One limit is geography, often forgotten in a world of seamless global supply chains and largely borderless cyberspace. In so far as the tech giants peddle physical bits and bobs rather than digital bytes, they are sharing in the pain of supply disruptions. In April, Apple warned that its revenues would be $4bn-8bn lower than expected in the second quarter, chiefly because of supply-chain snags in China, where factories are locked down with unnerving severity every time a case of covid turns up.

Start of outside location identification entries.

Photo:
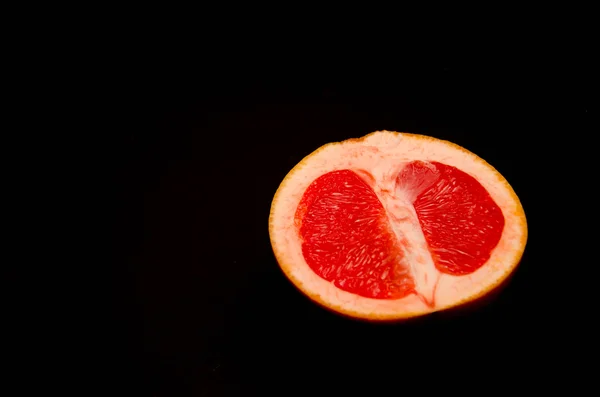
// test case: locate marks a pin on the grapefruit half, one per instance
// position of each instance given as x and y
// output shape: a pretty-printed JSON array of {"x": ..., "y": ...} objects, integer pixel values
[{"x": 394, "y": 225}]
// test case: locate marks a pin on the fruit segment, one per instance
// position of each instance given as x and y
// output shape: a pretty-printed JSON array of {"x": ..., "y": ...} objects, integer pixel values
[
  {"x": 437, "y": 220},
  {"x": 461, "y": 222},
  {"x": 347, "y": 239}
]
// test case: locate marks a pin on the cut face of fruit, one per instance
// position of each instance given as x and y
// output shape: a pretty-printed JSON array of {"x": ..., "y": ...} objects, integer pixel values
[{"x": 395, "y": 225}]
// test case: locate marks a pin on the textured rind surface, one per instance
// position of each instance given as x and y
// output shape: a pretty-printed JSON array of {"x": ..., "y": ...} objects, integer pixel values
[{"x": 375, "y": 152}]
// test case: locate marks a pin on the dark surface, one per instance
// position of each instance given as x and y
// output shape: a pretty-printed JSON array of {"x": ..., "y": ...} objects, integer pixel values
[{"x": 202, "y": 307}]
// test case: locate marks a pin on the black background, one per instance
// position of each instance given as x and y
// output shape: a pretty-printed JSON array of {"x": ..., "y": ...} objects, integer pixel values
[{"x": 201, "y": 307}]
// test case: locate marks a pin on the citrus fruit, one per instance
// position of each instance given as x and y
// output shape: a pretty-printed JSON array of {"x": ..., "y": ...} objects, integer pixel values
[{"x": 394, "y": 225}]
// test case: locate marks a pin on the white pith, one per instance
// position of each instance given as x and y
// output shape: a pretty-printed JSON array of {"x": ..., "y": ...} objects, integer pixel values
[{"x": 383, "y": 154}]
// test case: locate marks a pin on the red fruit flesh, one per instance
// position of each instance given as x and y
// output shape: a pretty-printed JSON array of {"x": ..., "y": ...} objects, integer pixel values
[
  {"x": 347, "y": 240},
  {"x": 461, "y": 222}
]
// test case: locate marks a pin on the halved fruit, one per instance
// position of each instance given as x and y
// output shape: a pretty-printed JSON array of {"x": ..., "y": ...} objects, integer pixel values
[{"x": 395, "y": 225}]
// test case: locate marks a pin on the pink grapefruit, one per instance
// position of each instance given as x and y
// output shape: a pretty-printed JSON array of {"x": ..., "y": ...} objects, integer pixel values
[{"x": 393, "y": 225}]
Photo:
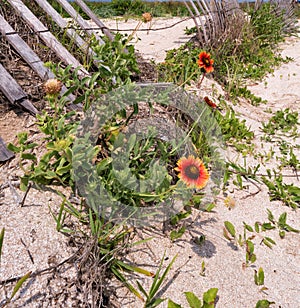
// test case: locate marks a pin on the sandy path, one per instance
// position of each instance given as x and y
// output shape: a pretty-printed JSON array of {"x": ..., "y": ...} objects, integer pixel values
[{"x": 223, "y": 263}]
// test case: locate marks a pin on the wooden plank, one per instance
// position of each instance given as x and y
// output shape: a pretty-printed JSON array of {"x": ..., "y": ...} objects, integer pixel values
[
  {"x": 62, "y": 23},
  {"x": 95, "y": 19},
  {"x": 49, "y": 39},
  {"x": 31, "y": 58},
  {"x": 5, "y": 154},
  {"x": 12, "y": 90},
  {"x": 81, "y": 22},
  {"x": 24, "y": 50}
]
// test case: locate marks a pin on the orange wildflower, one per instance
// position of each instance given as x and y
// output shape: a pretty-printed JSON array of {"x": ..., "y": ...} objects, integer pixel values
[
  {"x": 205, "y": 62},
  {"x": 192, "y": 172}
]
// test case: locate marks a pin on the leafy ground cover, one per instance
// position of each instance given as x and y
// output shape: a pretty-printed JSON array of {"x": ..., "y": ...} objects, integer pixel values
[{"x": 103, "y": 243}]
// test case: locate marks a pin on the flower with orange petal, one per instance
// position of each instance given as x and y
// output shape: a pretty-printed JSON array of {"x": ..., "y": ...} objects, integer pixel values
[
  {"x": 205, "y": 62},
  {"x": 192, "y": 172}
]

Another limit has to do with talent. Tech firms are not used to scrabbling around for the best programmers. However, having dislodged banks and consultancies as graduates’ dream employers, big tech is finding it hard to recruit. One reason is the sheer size of’s collective workforce, which has grown nearly seven-fold in the past ten years, to 2.2m. The bigger the payroll the harder it is to replenish, let alone expand.

Be it online ads or shopping, the cloud or smartphones, tech markets are more mature—and mature markets grow more slowly, especially when regulators are no longer ignoring them. In many areas incumbents’ fat margins are being competed down. Amazon, for example, is investing heavily in its advertising business, Alphabet’s forte; Alphabet, meanwhile, is spending billions to get a foothold in the cloud, which is Amazon’s.The giants of tech may yet rediscover their reality-distorting magic.